Farm commodities closed lower in Chicago, but higher in Europe, as a revival in the dollar eroded the competitiveness of US crops on export markets at a time over revived fears for American regulatory clampdowns.
Fundamental news was mixed for US crops. FC Stone, the broker, pegged the US corn and soybean crops a little higher than current US Department of Agriculture estimates.
But weekly export inspections presented more bullish news, coming in for wheat in line with traders' hopes, at 538,000 tonnes, and well ahead of corn and soybeans, at 1.22m tonnes and 1.39m tonnes respectively.
Still, with the prospect of a Chinese national holiday leaving the world's biggest buyer sidelined for a week, and some weak US economic data sending investors back to the cover of the dollar, bears gained the ascendancy.

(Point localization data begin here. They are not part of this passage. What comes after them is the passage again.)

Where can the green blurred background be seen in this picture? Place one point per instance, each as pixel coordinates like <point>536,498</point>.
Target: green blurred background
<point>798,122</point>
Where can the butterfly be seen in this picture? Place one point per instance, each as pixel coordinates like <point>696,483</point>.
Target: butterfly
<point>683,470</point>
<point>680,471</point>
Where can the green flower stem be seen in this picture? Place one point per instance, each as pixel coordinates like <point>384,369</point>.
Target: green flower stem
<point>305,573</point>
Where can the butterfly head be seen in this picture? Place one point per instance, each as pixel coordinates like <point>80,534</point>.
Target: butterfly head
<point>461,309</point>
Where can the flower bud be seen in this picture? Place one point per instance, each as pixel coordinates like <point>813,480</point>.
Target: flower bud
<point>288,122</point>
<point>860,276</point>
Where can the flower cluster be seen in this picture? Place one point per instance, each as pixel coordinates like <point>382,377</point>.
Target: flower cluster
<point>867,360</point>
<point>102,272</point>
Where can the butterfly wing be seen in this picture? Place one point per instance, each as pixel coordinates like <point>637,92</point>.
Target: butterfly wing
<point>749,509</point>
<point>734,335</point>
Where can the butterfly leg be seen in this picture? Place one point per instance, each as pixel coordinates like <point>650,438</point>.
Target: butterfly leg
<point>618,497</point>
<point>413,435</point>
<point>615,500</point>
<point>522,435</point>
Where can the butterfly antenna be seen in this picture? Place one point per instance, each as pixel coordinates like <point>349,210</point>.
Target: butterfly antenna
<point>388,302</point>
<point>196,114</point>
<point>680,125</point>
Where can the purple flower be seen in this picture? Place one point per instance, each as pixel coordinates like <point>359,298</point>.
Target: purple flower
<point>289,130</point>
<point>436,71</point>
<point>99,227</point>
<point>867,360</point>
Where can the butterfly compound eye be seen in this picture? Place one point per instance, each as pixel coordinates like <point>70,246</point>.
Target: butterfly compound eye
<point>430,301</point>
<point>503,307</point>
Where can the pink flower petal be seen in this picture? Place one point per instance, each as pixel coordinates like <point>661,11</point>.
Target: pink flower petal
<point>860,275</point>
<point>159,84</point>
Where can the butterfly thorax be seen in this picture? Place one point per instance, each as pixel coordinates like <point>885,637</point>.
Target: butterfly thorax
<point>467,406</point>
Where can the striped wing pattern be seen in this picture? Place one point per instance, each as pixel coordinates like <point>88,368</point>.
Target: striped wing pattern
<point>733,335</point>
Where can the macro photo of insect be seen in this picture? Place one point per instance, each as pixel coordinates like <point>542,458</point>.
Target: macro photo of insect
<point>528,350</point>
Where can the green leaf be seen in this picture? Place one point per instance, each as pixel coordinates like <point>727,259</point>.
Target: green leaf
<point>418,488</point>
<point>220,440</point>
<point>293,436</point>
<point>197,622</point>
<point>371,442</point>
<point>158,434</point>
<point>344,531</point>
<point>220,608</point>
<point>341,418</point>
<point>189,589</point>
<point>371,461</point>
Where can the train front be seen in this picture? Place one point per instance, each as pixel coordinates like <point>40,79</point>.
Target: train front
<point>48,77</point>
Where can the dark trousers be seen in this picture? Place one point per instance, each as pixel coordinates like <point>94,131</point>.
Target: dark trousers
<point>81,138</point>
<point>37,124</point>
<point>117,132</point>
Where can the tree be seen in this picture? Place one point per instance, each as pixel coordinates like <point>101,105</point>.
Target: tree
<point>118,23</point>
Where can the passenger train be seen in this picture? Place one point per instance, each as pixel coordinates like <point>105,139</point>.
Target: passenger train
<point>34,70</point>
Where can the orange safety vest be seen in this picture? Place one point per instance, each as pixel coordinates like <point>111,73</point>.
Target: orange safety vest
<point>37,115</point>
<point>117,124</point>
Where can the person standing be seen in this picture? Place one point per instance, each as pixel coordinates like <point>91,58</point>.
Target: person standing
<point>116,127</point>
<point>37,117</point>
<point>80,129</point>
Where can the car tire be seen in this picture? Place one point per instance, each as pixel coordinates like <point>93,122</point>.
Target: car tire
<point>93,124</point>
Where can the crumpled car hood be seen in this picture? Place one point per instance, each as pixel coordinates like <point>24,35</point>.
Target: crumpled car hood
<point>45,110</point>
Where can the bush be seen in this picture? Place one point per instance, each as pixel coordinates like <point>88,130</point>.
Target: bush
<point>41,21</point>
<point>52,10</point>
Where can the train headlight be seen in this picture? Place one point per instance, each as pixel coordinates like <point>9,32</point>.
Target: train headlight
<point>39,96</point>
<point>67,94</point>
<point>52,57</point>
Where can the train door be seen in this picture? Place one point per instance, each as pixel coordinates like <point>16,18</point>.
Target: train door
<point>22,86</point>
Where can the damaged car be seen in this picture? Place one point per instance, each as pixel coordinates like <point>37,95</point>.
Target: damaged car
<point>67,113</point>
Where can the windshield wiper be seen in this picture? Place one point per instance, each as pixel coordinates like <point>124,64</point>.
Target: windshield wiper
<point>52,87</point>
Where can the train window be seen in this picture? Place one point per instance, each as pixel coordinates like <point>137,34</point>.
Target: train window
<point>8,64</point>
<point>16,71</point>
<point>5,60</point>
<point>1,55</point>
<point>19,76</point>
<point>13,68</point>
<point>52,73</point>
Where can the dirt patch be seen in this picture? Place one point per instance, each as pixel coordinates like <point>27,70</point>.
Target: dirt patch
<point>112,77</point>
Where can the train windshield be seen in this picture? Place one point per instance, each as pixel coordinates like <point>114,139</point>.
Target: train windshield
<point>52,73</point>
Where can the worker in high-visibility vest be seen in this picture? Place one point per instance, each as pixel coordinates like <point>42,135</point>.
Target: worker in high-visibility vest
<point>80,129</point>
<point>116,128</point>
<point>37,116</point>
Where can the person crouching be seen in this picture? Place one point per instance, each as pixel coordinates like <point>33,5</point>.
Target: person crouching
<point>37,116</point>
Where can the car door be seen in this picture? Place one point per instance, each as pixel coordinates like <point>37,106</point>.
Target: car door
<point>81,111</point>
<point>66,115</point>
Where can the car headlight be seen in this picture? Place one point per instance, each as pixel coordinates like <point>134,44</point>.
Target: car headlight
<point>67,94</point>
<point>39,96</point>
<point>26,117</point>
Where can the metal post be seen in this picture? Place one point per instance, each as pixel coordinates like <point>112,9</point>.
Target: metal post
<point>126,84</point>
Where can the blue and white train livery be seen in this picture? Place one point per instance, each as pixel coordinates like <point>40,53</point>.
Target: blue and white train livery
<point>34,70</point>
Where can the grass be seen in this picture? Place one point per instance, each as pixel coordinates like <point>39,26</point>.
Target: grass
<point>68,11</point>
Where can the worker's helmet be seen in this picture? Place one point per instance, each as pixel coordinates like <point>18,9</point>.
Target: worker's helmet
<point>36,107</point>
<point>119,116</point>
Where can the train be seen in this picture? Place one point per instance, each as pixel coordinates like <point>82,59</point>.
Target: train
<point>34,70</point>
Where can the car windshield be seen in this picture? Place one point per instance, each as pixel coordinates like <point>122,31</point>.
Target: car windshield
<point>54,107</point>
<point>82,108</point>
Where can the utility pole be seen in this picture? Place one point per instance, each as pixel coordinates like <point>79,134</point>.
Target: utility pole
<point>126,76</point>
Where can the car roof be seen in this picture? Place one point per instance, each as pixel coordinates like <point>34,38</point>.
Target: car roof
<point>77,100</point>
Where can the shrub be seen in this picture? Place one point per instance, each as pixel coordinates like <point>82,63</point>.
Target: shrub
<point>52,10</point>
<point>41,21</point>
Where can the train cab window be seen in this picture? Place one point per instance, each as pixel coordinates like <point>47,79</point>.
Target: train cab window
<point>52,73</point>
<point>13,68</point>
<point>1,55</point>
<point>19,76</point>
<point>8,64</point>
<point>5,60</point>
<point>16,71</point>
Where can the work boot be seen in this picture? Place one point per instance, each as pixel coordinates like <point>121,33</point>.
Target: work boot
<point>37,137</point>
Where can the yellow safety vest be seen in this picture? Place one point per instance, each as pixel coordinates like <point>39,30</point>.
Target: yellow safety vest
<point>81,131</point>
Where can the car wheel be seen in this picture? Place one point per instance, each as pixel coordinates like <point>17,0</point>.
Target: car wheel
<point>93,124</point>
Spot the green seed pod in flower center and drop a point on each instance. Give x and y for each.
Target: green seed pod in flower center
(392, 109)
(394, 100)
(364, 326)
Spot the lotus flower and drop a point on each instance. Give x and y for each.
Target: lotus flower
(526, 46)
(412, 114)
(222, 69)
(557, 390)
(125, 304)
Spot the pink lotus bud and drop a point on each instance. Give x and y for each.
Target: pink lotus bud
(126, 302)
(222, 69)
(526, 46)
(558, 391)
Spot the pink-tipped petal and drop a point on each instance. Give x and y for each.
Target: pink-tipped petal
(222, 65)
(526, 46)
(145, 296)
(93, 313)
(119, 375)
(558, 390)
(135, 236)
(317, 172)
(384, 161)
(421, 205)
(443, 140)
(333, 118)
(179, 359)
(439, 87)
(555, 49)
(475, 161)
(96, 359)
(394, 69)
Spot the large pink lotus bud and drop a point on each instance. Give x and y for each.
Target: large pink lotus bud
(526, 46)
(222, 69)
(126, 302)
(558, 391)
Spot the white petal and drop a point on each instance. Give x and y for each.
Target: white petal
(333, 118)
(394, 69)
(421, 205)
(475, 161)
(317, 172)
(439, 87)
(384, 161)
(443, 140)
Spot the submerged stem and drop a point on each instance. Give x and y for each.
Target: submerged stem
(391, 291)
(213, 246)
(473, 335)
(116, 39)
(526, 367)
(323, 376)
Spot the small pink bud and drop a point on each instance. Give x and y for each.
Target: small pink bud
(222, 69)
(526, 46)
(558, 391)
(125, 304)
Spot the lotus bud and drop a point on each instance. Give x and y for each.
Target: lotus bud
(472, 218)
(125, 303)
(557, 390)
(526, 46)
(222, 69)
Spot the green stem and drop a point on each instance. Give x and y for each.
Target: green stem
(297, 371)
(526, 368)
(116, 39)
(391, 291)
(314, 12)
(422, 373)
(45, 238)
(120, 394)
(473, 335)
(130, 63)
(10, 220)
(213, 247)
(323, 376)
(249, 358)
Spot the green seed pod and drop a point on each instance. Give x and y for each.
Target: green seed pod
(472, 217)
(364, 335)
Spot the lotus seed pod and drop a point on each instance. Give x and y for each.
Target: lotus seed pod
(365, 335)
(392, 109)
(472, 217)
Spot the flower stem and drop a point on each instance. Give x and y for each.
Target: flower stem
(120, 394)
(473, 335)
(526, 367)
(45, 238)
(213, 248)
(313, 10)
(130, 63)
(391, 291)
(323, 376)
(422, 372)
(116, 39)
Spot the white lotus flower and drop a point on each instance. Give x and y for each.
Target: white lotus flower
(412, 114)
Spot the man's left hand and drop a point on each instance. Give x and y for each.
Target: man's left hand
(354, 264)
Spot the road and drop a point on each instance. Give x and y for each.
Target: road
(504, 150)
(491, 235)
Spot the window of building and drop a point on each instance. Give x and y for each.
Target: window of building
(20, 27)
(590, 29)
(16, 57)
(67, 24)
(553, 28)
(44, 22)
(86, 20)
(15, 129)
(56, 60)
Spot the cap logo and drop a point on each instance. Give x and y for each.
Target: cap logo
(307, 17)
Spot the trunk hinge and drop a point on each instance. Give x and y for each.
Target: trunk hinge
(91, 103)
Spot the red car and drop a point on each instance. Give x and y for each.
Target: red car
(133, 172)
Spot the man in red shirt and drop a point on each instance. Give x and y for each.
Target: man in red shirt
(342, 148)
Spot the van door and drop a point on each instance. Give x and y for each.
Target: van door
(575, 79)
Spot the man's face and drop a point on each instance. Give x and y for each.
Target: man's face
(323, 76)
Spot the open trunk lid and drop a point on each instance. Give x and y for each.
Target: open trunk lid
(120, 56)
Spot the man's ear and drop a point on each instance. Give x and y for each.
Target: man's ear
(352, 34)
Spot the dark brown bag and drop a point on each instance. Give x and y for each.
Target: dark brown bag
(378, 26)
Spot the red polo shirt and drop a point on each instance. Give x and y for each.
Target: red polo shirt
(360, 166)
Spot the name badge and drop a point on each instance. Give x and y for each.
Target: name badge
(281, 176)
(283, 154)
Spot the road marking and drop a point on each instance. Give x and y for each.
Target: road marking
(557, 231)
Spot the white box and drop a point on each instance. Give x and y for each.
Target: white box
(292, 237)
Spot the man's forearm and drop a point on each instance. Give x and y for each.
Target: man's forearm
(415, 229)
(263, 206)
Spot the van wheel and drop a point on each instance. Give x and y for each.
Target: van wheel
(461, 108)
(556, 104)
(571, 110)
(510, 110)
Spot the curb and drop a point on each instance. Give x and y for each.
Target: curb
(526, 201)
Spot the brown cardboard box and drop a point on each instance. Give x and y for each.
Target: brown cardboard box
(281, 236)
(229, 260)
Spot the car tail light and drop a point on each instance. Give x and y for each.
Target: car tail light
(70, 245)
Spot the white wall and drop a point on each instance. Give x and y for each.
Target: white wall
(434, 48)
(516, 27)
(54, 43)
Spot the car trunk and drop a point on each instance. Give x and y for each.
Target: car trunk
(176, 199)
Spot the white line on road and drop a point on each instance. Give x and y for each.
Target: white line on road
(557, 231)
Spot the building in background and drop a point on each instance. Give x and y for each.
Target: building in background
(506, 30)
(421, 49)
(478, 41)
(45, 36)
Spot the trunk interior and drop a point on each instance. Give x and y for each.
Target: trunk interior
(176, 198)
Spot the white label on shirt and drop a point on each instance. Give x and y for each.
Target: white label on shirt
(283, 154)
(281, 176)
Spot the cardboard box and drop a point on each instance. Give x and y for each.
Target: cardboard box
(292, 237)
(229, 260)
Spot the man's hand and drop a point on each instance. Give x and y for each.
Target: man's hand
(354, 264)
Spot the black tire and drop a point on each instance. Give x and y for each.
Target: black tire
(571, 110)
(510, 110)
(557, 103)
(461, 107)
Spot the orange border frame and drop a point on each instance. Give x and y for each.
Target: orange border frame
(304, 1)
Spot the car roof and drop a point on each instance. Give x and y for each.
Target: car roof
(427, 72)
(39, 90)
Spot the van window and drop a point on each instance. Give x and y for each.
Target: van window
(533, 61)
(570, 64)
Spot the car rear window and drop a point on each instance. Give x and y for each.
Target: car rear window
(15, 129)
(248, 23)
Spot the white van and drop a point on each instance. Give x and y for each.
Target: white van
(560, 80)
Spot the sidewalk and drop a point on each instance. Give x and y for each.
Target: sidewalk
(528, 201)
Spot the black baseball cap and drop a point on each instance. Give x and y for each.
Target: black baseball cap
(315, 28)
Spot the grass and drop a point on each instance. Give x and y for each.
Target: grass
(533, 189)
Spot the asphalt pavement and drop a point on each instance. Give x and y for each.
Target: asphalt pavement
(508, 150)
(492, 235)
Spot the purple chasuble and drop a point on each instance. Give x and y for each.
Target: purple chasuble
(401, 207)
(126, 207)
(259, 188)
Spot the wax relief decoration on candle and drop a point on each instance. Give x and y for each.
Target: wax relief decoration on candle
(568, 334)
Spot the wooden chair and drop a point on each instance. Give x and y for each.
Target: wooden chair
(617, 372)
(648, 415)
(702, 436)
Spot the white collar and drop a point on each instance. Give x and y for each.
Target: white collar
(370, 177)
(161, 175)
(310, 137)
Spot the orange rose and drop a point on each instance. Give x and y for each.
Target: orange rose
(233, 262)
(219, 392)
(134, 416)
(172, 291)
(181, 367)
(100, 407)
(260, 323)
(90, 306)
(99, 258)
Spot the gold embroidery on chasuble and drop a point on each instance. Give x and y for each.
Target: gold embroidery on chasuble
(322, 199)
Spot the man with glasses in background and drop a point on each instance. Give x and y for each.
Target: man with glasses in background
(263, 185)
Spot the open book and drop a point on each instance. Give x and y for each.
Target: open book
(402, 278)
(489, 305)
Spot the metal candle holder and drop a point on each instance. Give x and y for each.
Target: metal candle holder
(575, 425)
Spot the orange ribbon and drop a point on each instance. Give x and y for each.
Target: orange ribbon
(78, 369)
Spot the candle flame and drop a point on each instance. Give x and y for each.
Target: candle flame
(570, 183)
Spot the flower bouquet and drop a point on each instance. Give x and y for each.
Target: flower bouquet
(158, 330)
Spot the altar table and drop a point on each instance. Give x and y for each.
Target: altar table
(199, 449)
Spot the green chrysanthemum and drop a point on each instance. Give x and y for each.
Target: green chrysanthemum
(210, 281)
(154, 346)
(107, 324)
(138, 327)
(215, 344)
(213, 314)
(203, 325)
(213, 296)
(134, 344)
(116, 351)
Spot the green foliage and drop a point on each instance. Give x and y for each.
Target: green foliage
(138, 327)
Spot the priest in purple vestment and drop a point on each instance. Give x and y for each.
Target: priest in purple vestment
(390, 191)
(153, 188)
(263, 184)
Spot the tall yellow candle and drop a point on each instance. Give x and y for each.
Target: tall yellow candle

Their position was strengthened by news that Deutsche Bank is poised, from October 19, to undertake wholesale changes to two commodity funds, one specialising in agriculture, to comply with regulatory changes aimed at ironing out market anomalies.
According to Agrimoney.com calculations, the changes will affect well over $1bn of agricultural commodity positions, with traders fearing other funds will be forced into similar moves.
Chicago wheat for December lost 4.75 cents to $4.52 ¾ a bushel, with December corn closing down 3.5 cents at $3.40 ½ a bushel.
November soybeans ended 9 cents lower at $9.18 a bushel.
European contracts did better, helped by the decline of the euro against the dollar.
Paris milling wheat for November finished E2.00 higher at E124.50 a tonne, with London feed wheat closing up £0.75 at £98.25 a tonne.
November rapeseed ended E0.75 higher at E259.75 a tonne.